A rich program of symposia, forums, conferences and seminars on emerging and topical issues are sponsored by our Centers of Excellence, our law journals, and our fellowship programs.
Learn More about some of the programs that were held on campus in the last few years. Symposium - The CFPB After a Year Co-Sponsored by the Center for Business Law and Regulation and the Brooklyn Journal of Corporate, Financial and Commercial Law
March 2, 2012
This conference will look at the CFPB in its first year and evaluate what it has accomplished so far, and future initiatives it may undertake. It will bring together CFPB officials, practitioners, and academics who are uniquely qualified to examine these issues. The participants will also discuss how best to protect consumer borrowers from lender overreaching in a manner that is sensitive to the functioning of credit markets and the banking system.
Symposium: Private Data/Public Good: Emerging Issues in Trade Secrets Law
Cosponsored by the Trade Secrets Institute and the Dennis J. Block Center for the Study of International Business Law
April 4, 2012
This inaugural symposium, to be held by the Trade Secrets Institute, will focus on emerging issues in trade secrets law and the tension between the rights of information owners and the public. The first panel will address data mining, at issue in the recent Sorrell v. IMS Health decision. The second panel will discuss the public health implications of trade secret protection. A welcome and introductory remarks will be given by the New York State Attorney General Eric T. Schneiderman.
Symposium - Comparative Approaches to Systemic Risk and Resolution
Sponsored by the Brooklyn Journal of Corporate, Financial and Commercial Law and the The Dennis J. Block Center for the Study of International Business Law
February 25, 2011
This symposium took a comparative look at the different strategies that have been used to deal with systemic risk, both domestically and abroad. The Resolution Authority was considered in light of alternative domestic regimes, such as state insurance resolution, SIPC and the PBGC. The symposium also considered the approaches followed in Germany, the UK, the EU generally, and Canada. Finally, the symposium considered the sales of Chrysler and GM in bankruptcy.
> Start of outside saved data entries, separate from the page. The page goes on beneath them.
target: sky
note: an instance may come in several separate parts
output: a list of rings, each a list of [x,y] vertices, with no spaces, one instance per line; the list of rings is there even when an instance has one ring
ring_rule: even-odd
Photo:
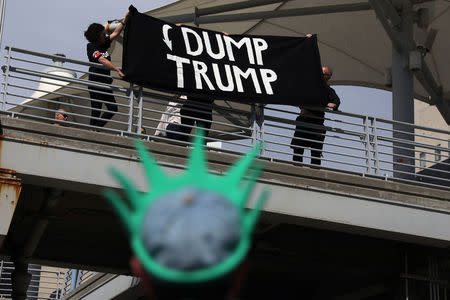
[[[167,0],[7,0],[2,48],[14,46],[86,60],[84,31],[91,23],[123,18],[130,4],[148,11]]]

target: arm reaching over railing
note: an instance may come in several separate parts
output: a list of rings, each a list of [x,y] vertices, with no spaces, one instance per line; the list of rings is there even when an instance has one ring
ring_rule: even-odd
[[[127,14],[125,15],[125,18],[123,18],[122,20],[120,20],[119,21],[119,23],[117,24],[117,26],[116,26],[116,28],[114,29],[114,31],[109,35],[109,38],[113,41],[113,40],[115,40],[119,35],[120,35],[120,33],[122,32],[122,29],[123,29],[123,27],[125,26],[125,23],[127,22],[127,20],[128,20],[128,15],[129,15],[129,13],[130,12],[127,12]],[[108,23],[108,25],[109,25],[109,23]],[[106,28],[106,31],[107,31],[107,33],[109,33],[109,28],[110,28],[110,26],[105,26],[105,28]]]

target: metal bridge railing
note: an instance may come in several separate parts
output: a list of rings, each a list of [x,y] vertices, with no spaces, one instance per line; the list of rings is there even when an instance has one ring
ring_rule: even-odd
[[[87,80],[86,75],[79,78],[64,76],[64,72],[87,74],[87,66],[101,67],[98,64],[13,47],[6,47],[6,50],[6,62],[2,67],[1,113],[62,126],[189,145],[189,142],[169,139],[164,134],[154,135],[163,114],[175,115],[168,112],[169,106],[181,106],[184,100],[130,85],[118,77],[111,77],[114,80],[112,84],[102,84]],[[59,64],[55,67],[51,60],[64,62],[64,66]],[[43,71],[44,67],[51,68],[52,72]],[[106,89],[100,93],[112,92],[116,99],[118,111],[105,127],[90,125],[92,119],[101,120],[91,116],[91,102],[107,102],[92,100],[89,86]],[[190,110],[202,112],[205,105],[198,103],[196,106],[194,103]],[[257,141],[263,141],[262,159],[293,163],[290,143],[298,124],[295,121],[298,108],[230,101],[215,101],[212,107],[208,142],[216,142],[215,147],[217,142],[221,144],[217,151],[241,153]],[[67,121],[54,119],[58,109],[66,110]],[[98,111],[103,113],[108,109]],[[202,118],[195,120],[208,122]],[[324,125],[318,127],[302,124],[325,131],[321,133],[325,136],[321,168],[383,180],[450,187],[450,131],[346,112],[327,111],[324,121]],[[167,133],[164,129],[160,131]],[[193,132],[180,136],[190,137]],[[309,163],[310,150],[314,149],[305,148],[303,163],[299,165],[317,167]]]
[[[98,274],[93,271],[68,269],[64,274],[64,286],[61,292],[61,296],[67,295],[69,292],[77,289],[80,285],[84,284],[87,280]]]
[[[0,261],[0,299],[12,298],[12,262]],[[30,264],[27,299],[60,299],[64,291],[65,270]]]
[[[0,261],[0,299],[12,298],[13,271],[13,262]],[[31,275],[31,280],[28,285],[27,299],[61,299],[97,274],[93,271],[35,264],[28,266],[28,273]]]

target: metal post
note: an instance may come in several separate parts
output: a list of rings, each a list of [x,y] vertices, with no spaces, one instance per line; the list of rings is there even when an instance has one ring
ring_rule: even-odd
[[[6,54],[6,70],[5,70],[5,80],[3,81],[3,99],[2,99],[2,110],[6,110],[6,93],[8,91],[8,79],[9,79],[9,67],[11,65],[11,47],[7,47],[8,54]]]
[[[380,174],[380,158],[378,156],[378,133],[377,133],[377,121],[376,118],[371,119],[372,121],[372,147],[373,147],[373,157],[375,159],[375,174]]]
[[[266,148],[266,145],[264,143],[264,105],[260,104],[258,107],[259,140],[263,142],[260,155],[264,155],[264,149]]]
[[[133,84],[130,83],[130,101],[129,101],[129,105],[130,105],[130,110],[128,113],[128,132],[131,132],[133,129]]]
[[[73,269],[72,270],[72,280],[70,281],[70,291],[73,291],[77,288],[77,281],[78,281],[78,270]]]
[[[364,146],[366,147],[366,173],[370,174],[370,132],[369,132],[369,117],[364,117]]]
[[[413,41],[413,11],[411,0],[402,1],[400,14],[400,40],[404,44],[402,48],[412,50],[414,45],[411,43]],[[392,118],[395,121],[414,124],[413,73],[409,69],[409,52],[405,50],[401,51],[396,47],[392,47]],[[414,129],[411,126],[394,124],[393,129],[394,139],[414,141]],[[394,177],[411,179],[412,174],[414,174],[413,147],[401,142],[394,142],[393,146]]]
[[[59,288],[61,284],[61,269],[58,269],[58,280],[56,281],[56,299],[61,298],[61,289]]]
[[[256,131],[258,130],[257,122],[256,122],[256,107],[255,107],[255,103],[252,103],[250,118],[252,120],[252,145],[254,146],[256,144],[256,140],[257,140],[257,133],[256,133]]]
[[[142,107],[143,107],[143,99],[142,99],[142,86],[139,87],[138,97],[136,99],[138,103],[138,122],[136,133],[141,133],[142,128]]]
[[[3,260],[0,261],[0,279],[2,279],[2,273],[3,273]]]
[[[2,46],[3,28],[5,26],[6,0],[1,0],[1,19],[0,19],[0,49]]]

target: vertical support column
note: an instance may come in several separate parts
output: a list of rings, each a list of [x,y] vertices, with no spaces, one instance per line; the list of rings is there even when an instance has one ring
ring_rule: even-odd
[[[260,155],[264,155],[264,148],[265,142],[264,142],[264,105],[259,104],[258,105],[258,126],[259,126],[259,140],[263,142],[261,153]]]
[[[373,147],[373,158],[375,164],[375,174],[380,174],[380,157],[378,149],[378,133],[377,133],[377,121],[376,118],[372,119],[372,147]]]
[[[134,91],[133,84],[130,83],[130,99],[129,99],[129,112],[128,112],[128,132],[131,132],[133,129],[133,104],[134,104]]]
[[[142,128],[142,86],[139,87],[138,97],[137,97],[137,103],[138,103],[138,121],[137,121],[137,128],[136,133],[141,133]]]
[[[0,261],[0,278],[2,278],[2,273],[3,273],[3,260]]]
[[[364,146],[366,148],[366,174],[370,174],[371,159],[370,159],[370,132],[369,132],[369,117],[364,117]]]
[[[28,273],[28,263],[24,257],[13,258],[14,271],[11,274],[12,299],[25,300],[27,290],[31,281],[31,274]]]
[[[413,43],[413,11],[411,0],[403,0],[399,31],[403,51],[392,47],[392,118],[394,121],[414,124],[413,73],[409,69],[409,51]],[[403,141],[414,142],[414,129],[396,123],[393,126],[394,177],[412,179],[414,176],[414,147]]]
[[[73,291],[78,286],[78,275],[79,270],[73,269],[72,270],[72,280],[70,281],[70,291]]]
[[[8,54],[6,55],[6,70],[3,70],[5,73],[5,79],[3,80],[3,91],[2,91],[2,110],[6,110],[6,93],[8,92],[8,79],[9,79],[9,68],[11,66],[11,47],[8,48]]]
[[[256,122],[256,105],[255,105],[255,103],[252,103],[250,119],[252,120],[252,145],[254,146],[256,144],[257,130],[258,130],[258,126],[257,126],[257,122]]]

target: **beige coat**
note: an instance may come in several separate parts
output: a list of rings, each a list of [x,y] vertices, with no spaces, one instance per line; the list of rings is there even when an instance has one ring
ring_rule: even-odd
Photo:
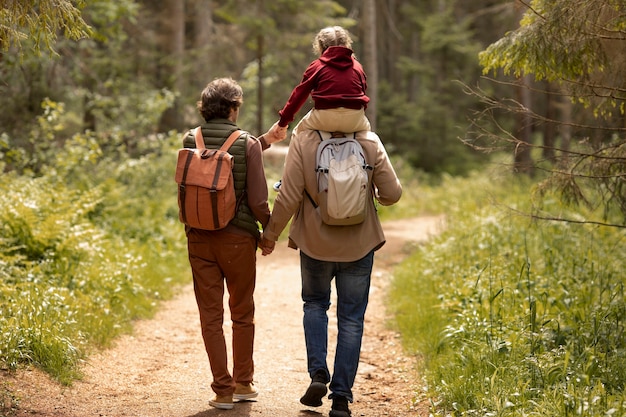
[[[359,132],[357,140],[365,151],[367,163],[374,167],[373,185],[376,200],[382,205],[396,203],[402,186],[380,138],[373,132]],[[291,139],[285,160],[282,185],[264,236],[276,241],[293,216],[289,229],[290,247],[299,248],[321,261],[351,262],[361,259],[385,243],[385,235],[376,213],[374,199],[365,221],[354,226],[328,226],[322,223],[319,210],[304,190],[317,201],[315,153],[320,138],[305,130]]]

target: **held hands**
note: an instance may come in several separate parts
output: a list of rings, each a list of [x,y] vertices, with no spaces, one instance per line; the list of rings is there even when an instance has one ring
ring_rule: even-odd
[[[274,123],[265,134],[268,143],[276,143],[287,138],[287,126],[280,127],[278,122]]]
[[[274,247],[276,246],[276,242],[273,240],[266,239],[265,236],[261,235],[261,240],[259,240],[259,248],[261,248],[261,255],[267,256],[274,252]]]

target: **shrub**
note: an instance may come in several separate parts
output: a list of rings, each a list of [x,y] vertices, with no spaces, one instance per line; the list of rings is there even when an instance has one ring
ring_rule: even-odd
[[[437,415],[624,414],[623,234],[517,215],[526,184],[474,176],[441,192],[449,229],[392,291]]]
[[[2,366],[32,363],[70,383],[90,349],[152,314],[188,278],[173,181],[178,139],[160,139],[152,153],[124,159],[76,135],[42,175],[2,174]]]

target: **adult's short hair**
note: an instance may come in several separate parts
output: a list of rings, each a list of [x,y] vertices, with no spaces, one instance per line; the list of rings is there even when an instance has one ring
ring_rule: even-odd
[[[243,103],[243,90],[232,78],[216,78],[204,87],[197,103],[205,121],[227,119]]]
[[[320,30],[313,39],[313,52],[320,56],[331,46],[344,46],[352,49],[352,38],[341,26],[329,26]]]

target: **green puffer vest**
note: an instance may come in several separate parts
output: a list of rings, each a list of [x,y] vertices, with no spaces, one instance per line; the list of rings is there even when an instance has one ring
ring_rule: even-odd
[[[202,125],[202,136],[204,144],[208,149],[219,149],[228,136],[237,130],[237,126],[228,120],[212,120]],[[259,226],[257,224],[252,210],[248,206],[248,198],[245,195],[246,187],[246,149],[248,141],[248,132],[243,134],[233,143],[229,149],[229,153],[233,155],[235,163],[233,166],[233,178],[235,180],[235,196],[237,197],[237,211],[235,218],[229,224],[244,229],[252,234],[256,239],[260,237]],[[183,140],[185,148],[195,148],[196,141],[193,131],[190,131]]]

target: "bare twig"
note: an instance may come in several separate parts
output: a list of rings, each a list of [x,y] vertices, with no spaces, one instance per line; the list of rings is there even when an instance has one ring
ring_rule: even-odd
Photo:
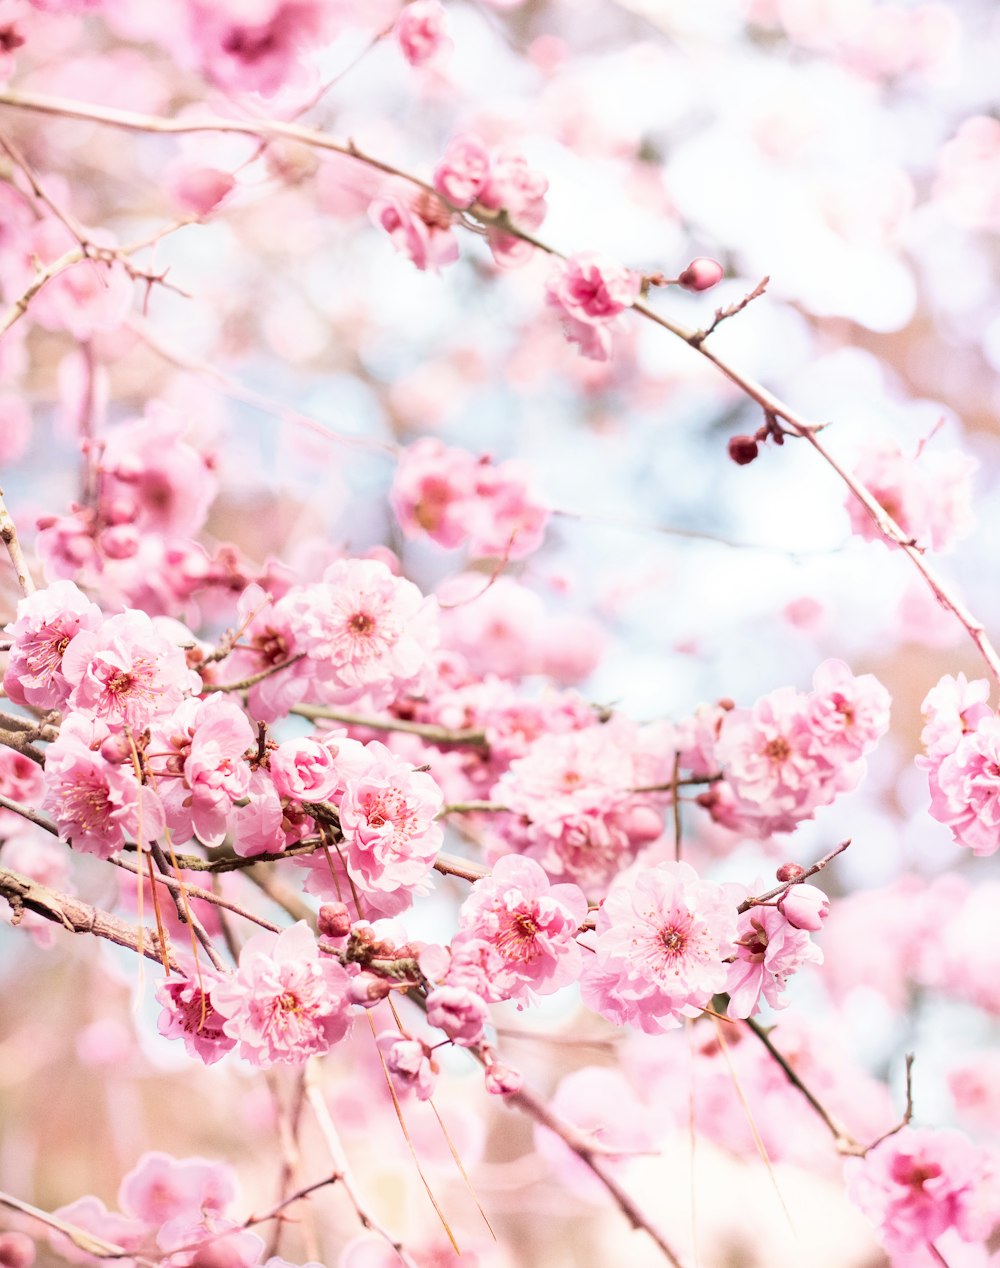
[[[430,722],[407,722],[404,718],[373,718],[344,709],[332,709],[326,705],[300,704],[291,713],[312,721],[343,722],[345,726],[363,726],[372,731],[402,731],[406,735],[419,735],[431,744],[467,744],[474,748],[486,745],[486,735],[479,730],[450,731],[447,727],[434,726]]]
[[[735,317],[737,313],[741,313],[747,304],[752,304],[755,299],[759,299],[767,290],[767,284],[770,282],[769,277],[761,278],[757,285],[742,299],[736,301],[735,304],[729,304],[726,308],[717,308],[715,316],[704,330],[696,330],[688,340],[692,348],[700,348],[713,331],[717,330],[724,321],[728,321],[730,317]]]

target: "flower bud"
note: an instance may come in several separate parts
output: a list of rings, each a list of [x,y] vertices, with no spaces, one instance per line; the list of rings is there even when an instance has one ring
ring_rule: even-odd
[[[800,867],[798,863],[782,863],[782,865],[778,868],[777,877],[782,884],[784,884],[785,881],[797,881],[805,870],[806,869],[804,867]]]
[[[348,994],[352,1004],[360,1004],[362,1008],[374,1008],[380,1000],[392,990],[392,986],[384,977],[376,977],[373,973],[359,973],[351,979]]]
[[[753,436],[734,436],[729,442],[729,456],[739,467],[745,467],[748,462],[753,462],[758,453],[760,449]]]
[[[101,756],[112,766],[124,766],[132,760],[132,745],[124,735],[109,735],[101,744]]]
[[[692,260],[677,281],[686,291],[707,291],[722,281],[725,270],[718,260],[699,255]]]
[[[486,1068],[486,1090],[494,1096],[510,1096],[512,1092],[520,1092],[524,1078],[518,1070],[509,1065],[494,1061]]]
[[[823,927],[830,911],[830,900],[815,885],[793,885],[778,899],[778,910],[796,929],[815,933]]]
[[[30,1268],[35,1243],[27,1233],[0,1233],[0,1268]]]
[[[346,938],[351,932],[351,915],[346,903],[324,903],[317,920],[324,938]]]

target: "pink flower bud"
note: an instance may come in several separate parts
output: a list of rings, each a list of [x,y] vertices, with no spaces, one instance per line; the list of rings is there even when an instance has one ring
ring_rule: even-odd
[[[813,933],[823,927],[830,911],[830,900],[815,885],[793,885],[778,899],[778,908],[790,925]]]
[[[109,559],[131,559],[139,549],[139,533],[132,524],[113,524],[101,534],[101,550]]]
[[[782,865],[778,868],[777,877],[782,884],[784,884],[785,881],[797,881],[805,870],[806,869],[801,867],[798,863],[782,863]]]
[[[101,756],[112,766],[122,766],[132,760],[132,745],[124,735],[109,735],[101,744]]]
[[[392,987],[385,978],[376,977],[373,973],[361,973],[351,979],[347,993],[352,1004],[360,1004],[362,1008],[374,1008],[391,990]]]
[[[692,260],[677,281],[686,291],[707,291],[722,281],[725,270],[718,260],[699,255]]]
[[[319,931],[324,938],[346,938],[351,932],[351,915],[346,903],[324,903],[319,909]]]
[[[524,1078],[518,1070],[509,1065],[494,1061],[486,1069],[486,1090],[494,1096],[510,1096],[512,1092],[520,1092]]]
[[[0,1233],[0,1266],[30,1268],[35,1262],[35,1243],[27,1233]]]
[[[131,524],[138,514],[133,498],[112,498],[104,508],[104,518],[109,524]]]

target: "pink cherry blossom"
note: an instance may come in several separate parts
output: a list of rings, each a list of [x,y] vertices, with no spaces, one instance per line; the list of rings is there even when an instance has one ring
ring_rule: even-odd
[[[223,1162],[177,1159],[152,1150],[122,1178],[118,1205],[126,1215],[159,1225],[222,1214],[237,1192],[236,1175]]]
[[[376,706],[416,686],[437,643],[436,605],[384,563],[345,559],[322,583],[286,596],[324,695],[338,703],[362,694]]]
[[[61,709],[72,690],[63,670],[66,648],[81,630],[97,630],[103,621],[101,609],[72,581],[53,581],[20,599],[17,619],[6,627],[12,645],[3,686],[11,700]]]
[[[111,726],[142,728],[200,686],[182,648],[165,638],[145,612],[129,609],[100,629],[83,630],[63,655],[69,704]]]
[[[185,0],[184,32],[201,69],[220,87],[274,96],[303,55],[334,33],[325,0]]]
[[[490,174],[490,156],[479,137],[460,133],[445,146],[434,169],[434,188],[456,207],[469,207]]]
[[[850,762],[873,748],[889,727],[888,691],[873,674],[855,677],[842,660],[813,675],[808,727],[828,761]]]
[[[421,272],[439,273],[458,259],[451,212],[436,194],[389,188],[368,208],[372,223],[384,229],[397,251]]]
[[[977,463],[956,451],[931,456],[929,447],[908,457],[896,444],[871,445],[860,455],[855,477],[908,536],[932,550],[947,550],[972,528],[972,472]],[[851,529],[866,541],[886,539],[855,499]]]
[[[743,912],[738,934],[736,958],[726,979],[726,1012],[731,1018],[752,1017],[761,996],[772,1008],[784,1008],[786,980],[804,964],[823,963],[823,953],[809,934],[777,907],[756,906]]]
[[[140,785],[131,763],[112,764],[95,752],[110,734],[100,721],[70,714],[45,754],[44,808],[64,841],[109,858],[127,840],[154,840],[164,814],[152,788]]]
[[[215,977],[201,967],[201,985],[197,980],[168,977],[156,988],[156,998],[163,1006],[157,1029],[165,1039],[182,1039],[192,1057],[213,1065],[236,1047],[236,1040],[223,1030],[225,1017],[216,1012],[211,986]]]
[[[618,316],[639,298],[642,278],[600,255],[560,260],[546,289],[547,303],[559,310],[566,337],[585,357],[607,361]]]
[[[494,466],[424,437],[400,457],[390,494],[408,537],[425,532],[442,546],[474,555],[524,559],[542,541],[548,511],[529,492],[521,463]]]
[[[410,0],[393,34],[411,66],[426,66],[451,51],[448,15],[441,0]]]
[[[434,1095],[437,1067],[426,1044],[407,1039],[397,1030],[383,1031],[377,1043],[397,1094],[415,1092],[418,1101]]]
[[[435,816],[444,796],[430,775],[383,744],[372,742],[365,754],[367,765],[348,778],[339,805],[348,871],[366,890],[412,889],[441,848]]]
[[[254,743],[250,720],[231,698],[188,699],[152,728],[151,768],[174,839],[196,836],[221,845],[232,826],[233,803],[250,790],[244,754]]]
[[[452,950],[470,937],[496,949],[503,969],[490,980],[493,999],[547,995],[580,975],[576,932],[586,915],[576,885],[550,885],[532,859],[508,854],[473,885]]]
[[[848,1159],[845,1171],[851,1198],[894,1262],[949,1229],[981,1241],[1000,1216],[994,1160],[957,1131],[904,1127],[864,1158]]]
[[[725,989],[740,897],[738,885],[703,881],[688,863],[661,863],[619,881],[597,915],[584,1001],[650,1034],[697,1016]]]
[[[463,1047],[474,1047],[486,1029],[486,1003],[466,986],[437,986],[427,996],[428,1025]]]
[[[954,752],[928,766],[930,812],[974,854],[1000,848],[1000,718],[980,718]]]
[[[341,786],[335,753],[311,736],[285,740],[270,756],[275,789],[297,801],[328,801]]]
[[[605,888],[662,830],[649,798],[631,792],[648,782],[637,739],[624,718],[543,734],[496,783],[494,796],[513,813],[495,831],[550,876]]]
[[[298,1064],[342,1039],[350,1025],[347,973],[321,955],[304,921],[280,934],[258,933],[240,951],[239,969],[212,988],[223,1030],[254,1065]]]
[[[158,402],[144,418],[110,428],[101,455],[101,500],[112,522],[193,537],[218,491],[209,458],[185,439],[189,424]]]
Throughout, the symposium the complex interaction between market discipline and the role of governments in maintaining financial market stability was discussed. Dodd-Frank is neither the starting point nor the end point of the theoretical and policy discussions, and this program informed both.
Symposium: The Evolving Legal Status of Adolescents, One Foot in Childhood and One in Adulthood
Sponsored by The Journal of Law and Policy and the The Center for Health, Science and Public Policy
March 18, 2011
At an interdisciplinary symposium held on March 18, entitled “Adolescents in Society: Their Evolving Legal Status,” panelists addressed the many complex issues that lie ahead for lawyers, educators, and others working with adolescents in the field.
Over 150 practitioners and scholars participated in the full-day symposium, co-sponsored by Brooklyn Law School’s Center for Health Science and Public Policy and the Journal of Law and Policy and organized by Professors Cynthia Godsoe and Karen Porter, the Executive Director of the Center.
At the heart of the discussions was the transformation of the rights and protections accorded adolescents over the past decade, whether through court decisions, legislation, or social change.
David G. Trager Public Policy Symposium: Sharing the Blame: the Law and Morality of Punishing Collective Entities
Sponsored by the Center for the Study of Law, Language and Cognition and the Journal of Law and Policy
February 5, 2010
Does it make sense to impose blame on a group as a group, as opposed to its individual members? Even if blame is appropriate, how do we decide the proper form and amount of punishment? How do we even conceive of a group as having its own independent existence or identity? The answers to these questions have significant implications for the scope and enforcement of criminal law. The symposium sought to derive broad general insights from various academic disciplines and considered the practical legal applications of those findings. It also addressed the psychological processes that lead people to treat groups as having independent existence, and the moral and philosophical consequences of doing so.
Theory-Practice Seminar: eHealth? New Challenges for Information Privacy and Security
Sponsored by the Center for Health, Science and Public Policy
October 8, 2009
The economic stimulus package signed by President Obama on February 17, 2009 included a $19 billion investment in health information technology. What changes will this unprecedented investment bring to the health care landscape? What rules should apply? What should be done to ensure compliance with and appropriate enforcement of privacy protections? These questions and many others were addressed by a panel of leading experts to discuss the issues as the nation prepares for a major transformation of American health care.
Symposium: Getting it Right: Government's Role in Housing and Economic Development
Co-sponsored by the Edward V. Sparer Public Interest Law Fellowship and the Journal of Law and Policy
March 27, 2009
Historically, all levels of government have taken an active role in housing and economic development. As the federal government undergoes a change in administrations during the worst financial crisis since the Great Depression, this conference took a fresh look at two of the key roles that government plays in this area.